No Automatic Rejections

David B. Hennes, a litigation partner at Fried, Frank, Harris, Shriver & Jacobson and co-chair of the firm's legal recruitment committee, said a candidate with a strong background in areas such as investment banking and financial services is certainly appealing. But a young lawyer who went straight through undergraduate school and on to law school — as Mr. Hennes did — is just as surely not to be automatically rejected for consideration.

"That doesn't seem fair or rational to me," said Mr. Hennes. "We do welcome experience, though. We have associates who come to us with 15 years' experience [in business] because they know the firm has a sophisticated financial practice."

As a consequence, Mr. Hennes noted, the ages of incoming junior corporate associates at Fried Frank seems to have risen.

"Lots of folks elect to go to law school late in life — much more so in the past five years," he said. "We have first-year associates starting here who are often in their 30s and 40s."

Many of these later students choose campuses where they might acquire both JD and MBA degrees, such as offered by the University at Buffalo Law School.

"It makes a lot of sense for lawyers aiming at corporate practice to have an MBA so they can understand the language of the law as well as the language of business," said David W. Frasier, assistant dean and administrative director of the university's MBA program, which along with the law school operates a four-year joint degree curriculum.

He noted, "Major corporations and even the small-to-medium enterprises are dealing with differing business practices in the China market, for instance. And just look at the big cases moving through the courts now — Enron and so forth, where it's all about corporate accounting and financing. If you don't have attorneys with that background, you're at a significant disadvantage."

But Julie M. Allen, a corporate partner at Proskauer Rose and chair of the firm's hiring committee, believes quick learners should not to be discounted.

"Like many others, I started out in the transactional legal world with relatively little relevant experience," she said. "I've never found that to be a handicap. I don't think you necessarily have to have an MBA or to have worked in an investment bank. I advise associates to read The New York Times business section and The Wall Street Journal, and to be familiar enough with your client's concerns to bring more than pure legal advice to bear."

In hiring transactional associates, she added, "Their business experience is something we take into account in the total mix of information for evaluation.
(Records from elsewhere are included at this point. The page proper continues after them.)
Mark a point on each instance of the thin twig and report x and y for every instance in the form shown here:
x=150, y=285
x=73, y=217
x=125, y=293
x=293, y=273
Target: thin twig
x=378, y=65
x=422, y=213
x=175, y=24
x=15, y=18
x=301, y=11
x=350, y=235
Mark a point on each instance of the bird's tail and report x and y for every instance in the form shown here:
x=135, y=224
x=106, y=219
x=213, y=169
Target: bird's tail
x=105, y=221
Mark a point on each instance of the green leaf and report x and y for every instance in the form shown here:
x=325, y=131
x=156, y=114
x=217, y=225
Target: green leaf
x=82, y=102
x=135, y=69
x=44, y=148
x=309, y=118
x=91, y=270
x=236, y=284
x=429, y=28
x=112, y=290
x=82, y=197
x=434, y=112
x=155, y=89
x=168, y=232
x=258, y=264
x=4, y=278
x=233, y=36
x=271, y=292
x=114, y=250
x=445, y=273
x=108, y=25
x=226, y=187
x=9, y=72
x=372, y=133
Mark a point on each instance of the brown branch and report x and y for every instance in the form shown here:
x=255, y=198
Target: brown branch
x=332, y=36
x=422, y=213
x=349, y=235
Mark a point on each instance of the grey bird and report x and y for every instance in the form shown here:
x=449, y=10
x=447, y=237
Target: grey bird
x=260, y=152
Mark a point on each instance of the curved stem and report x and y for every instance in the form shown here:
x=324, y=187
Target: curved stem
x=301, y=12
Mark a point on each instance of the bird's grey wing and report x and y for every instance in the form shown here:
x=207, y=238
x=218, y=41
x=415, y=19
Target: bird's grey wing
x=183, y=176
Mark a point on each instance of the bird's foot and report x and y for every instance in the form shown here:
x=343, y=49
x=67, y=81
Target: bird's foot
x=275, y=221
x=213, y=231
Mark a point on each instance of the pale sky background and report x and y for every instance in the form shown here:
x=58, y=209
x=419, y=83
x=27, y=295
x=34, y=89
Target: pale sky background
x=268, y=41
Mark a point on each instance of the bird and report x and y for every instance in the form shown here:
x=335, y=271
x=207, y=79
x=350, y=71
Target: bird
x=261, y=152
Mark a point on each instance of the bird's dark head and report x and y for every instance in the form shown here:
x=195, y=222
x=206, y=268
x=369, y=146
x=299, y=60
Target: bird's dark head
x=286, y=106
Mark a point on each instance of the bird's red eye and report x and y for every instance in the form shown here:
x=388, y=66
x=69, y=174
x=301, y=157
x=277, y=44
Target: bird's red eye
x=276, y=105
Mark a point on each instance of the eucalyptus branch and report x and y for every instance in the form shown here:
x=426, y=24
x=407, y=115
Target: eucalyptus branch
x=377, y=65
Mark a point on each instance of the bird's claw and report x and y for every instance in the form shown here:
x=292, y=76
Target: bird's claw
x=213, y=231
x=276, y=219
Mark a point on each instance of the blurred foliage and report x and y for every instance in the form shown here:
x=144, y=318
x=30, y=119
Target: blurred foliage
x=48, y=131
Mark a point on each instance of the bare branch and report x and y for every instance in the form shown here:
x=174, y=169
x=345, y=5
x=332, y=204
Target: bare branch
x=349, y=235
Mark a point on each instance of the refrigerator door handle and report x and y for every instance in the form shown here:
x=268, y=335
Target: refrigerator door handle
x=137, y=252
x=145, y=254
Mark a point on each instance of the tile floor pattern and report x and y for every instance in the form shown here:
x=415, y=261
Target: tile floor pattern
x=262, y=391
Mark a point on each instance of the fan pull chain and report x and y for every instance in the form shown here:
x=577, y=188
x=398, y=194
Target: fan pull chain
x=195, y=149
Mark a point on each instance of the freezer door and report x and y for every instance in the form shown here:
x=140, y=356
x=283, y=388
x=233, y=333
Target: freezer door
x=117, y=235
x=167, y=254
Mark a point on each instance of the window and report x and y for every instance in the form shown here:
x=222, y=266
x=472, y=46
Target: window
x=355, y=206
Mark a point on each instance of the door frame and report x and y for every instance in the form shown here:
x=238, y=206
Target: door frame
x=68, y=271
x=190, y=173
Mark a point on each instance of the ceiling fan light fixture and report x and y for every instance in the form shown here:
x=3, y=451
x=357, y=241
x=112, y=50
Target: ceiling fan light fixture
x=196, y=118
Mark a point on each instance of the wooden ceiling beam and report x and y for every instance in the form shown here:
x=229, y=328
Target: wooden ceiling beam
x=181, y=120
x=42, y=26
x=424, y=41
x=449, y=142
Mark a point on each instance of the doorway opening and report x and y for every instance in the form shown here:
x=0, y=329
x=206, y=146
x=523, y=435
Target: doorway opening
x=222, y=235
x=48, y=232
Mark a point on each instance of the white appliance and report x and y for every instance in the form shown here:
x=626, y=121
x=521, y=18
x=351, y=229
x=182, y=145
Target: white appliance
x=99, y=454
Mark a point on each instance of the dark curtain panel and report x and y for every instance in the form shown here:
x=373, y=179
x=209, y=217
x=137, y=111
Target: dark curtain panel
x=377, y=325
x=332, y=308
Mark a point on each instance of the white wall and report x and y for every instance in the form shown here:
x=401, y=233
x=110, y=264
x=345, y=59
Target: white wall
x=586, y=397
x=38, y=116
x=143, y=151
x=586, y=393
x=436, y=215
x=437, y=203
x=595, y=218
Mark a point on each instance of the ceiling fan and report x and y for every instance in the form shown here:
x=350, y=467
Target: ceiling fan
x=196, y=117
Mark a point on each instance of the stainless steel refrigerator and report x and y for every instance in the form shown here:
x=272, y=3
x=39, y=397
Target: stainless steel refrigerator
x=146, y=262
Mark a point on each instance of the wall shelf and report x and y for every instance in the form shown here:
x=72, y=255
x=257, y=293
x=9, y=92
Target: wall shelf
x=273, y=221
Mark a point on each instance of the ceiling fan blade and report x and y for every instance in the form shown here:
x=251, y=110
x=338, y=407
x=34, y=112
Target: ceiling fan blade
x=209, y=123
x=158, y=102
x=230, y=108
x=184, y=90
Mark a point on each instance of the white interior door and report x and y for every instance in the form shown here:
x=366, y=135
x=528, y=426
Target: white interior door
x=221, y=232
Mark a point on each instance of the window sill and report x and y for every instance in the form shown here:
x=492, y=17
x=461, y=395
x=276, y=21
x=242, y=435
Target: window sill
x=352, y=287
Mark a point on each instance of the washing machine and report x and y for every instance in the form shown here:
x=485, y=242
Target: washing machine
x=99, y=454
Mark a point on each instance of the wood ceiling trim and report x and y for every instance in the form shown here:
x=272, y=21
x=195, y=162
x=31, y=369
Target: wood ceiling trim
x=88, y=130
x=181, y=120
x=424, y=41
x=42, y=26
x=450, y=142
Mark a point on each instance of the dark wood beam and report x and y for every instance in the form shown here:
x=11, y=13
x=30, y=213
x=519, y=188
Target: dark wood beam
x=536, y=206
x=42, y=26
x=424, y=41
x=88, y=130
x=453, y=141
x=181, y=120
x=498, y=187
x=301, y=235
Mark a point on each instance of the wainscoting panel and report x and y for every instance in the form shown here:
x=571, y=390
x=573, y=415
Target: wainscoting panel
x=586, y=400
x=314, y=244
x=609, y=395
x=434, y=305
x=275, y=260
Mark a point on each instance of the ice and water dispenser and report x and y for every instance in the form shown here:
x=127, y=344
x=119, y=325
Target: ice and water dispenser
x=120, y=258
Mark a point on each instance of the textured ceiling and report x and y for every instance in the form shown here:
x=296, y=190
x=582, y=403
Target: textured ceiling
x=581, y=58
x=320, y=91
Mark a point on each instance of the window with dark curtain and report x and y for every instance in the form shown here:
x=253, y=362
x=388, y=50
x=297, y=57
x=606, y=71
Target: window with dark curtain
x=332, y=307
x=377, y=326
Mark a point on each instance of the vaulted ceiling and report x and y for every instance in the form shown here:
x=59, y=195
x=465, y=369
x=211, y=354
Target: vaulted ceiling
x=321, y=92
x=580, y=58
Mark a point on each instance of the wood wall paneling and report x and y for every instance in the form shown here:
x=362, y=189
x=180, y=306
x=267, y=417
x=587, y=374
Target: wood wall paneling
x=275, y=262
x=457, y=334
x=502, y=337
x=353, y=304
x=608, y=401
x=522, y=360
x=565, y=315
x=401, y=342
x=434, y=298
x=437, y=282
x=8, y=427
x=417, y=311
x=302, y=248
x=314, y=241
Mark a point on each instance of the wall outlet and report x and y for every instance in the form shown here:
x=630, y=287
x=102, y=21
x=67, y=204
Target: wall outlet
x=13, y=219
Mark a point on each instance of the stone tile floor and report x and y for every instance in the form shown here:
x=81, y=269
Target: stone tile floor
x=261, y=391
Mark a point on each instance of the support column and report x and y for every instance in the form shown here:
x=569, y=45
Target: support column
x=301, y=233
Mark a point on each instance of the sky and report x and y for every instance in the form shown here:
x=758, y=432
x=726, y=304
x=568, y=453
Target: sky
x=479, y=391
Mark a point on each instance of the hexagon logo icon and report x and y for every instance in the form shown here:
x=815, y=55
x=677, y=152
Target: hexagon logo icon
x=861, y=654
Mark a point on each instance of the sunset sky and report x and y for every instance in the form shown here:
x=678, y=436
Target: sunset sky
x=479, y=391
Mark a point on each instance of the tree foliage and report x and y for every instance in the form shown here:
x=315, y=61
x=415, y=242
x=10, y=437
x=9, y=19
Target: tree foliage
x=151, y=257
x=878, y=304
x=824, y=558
But if what someone really wants to be is a business person or an entrepreneur, they may not have the temperament or patience, frankly, to be a junior lawyer."

Although Kelley A. Cornish, hiring partner at Paul, Weiss, Rifkind, Wharton & Garrison, said she has no "formulaic" approach in hiring transactional associates, candidates with relevant experience are awarded a "big plus" in evaluation.

With reference to Mr. Van Zandt's experience standard at Northwestern Law, Ms. Cornish said, "I can tell you that when I go to Northwestern to recruit, the quality of students is much better. They are substantially more interesting, much more well-rounded and mature."

Richard A. Rosenbaum, national operating shareholder at Greenberg Traurig, offered his own background in concurring.

"The guys running the firm now are the exactly the kinds of people we're looking for," said Mr. Rosenbaum, who worked his way through college and ran a title insurance business while attending St. John's University School of Law at night. "It's not only about being book-smart."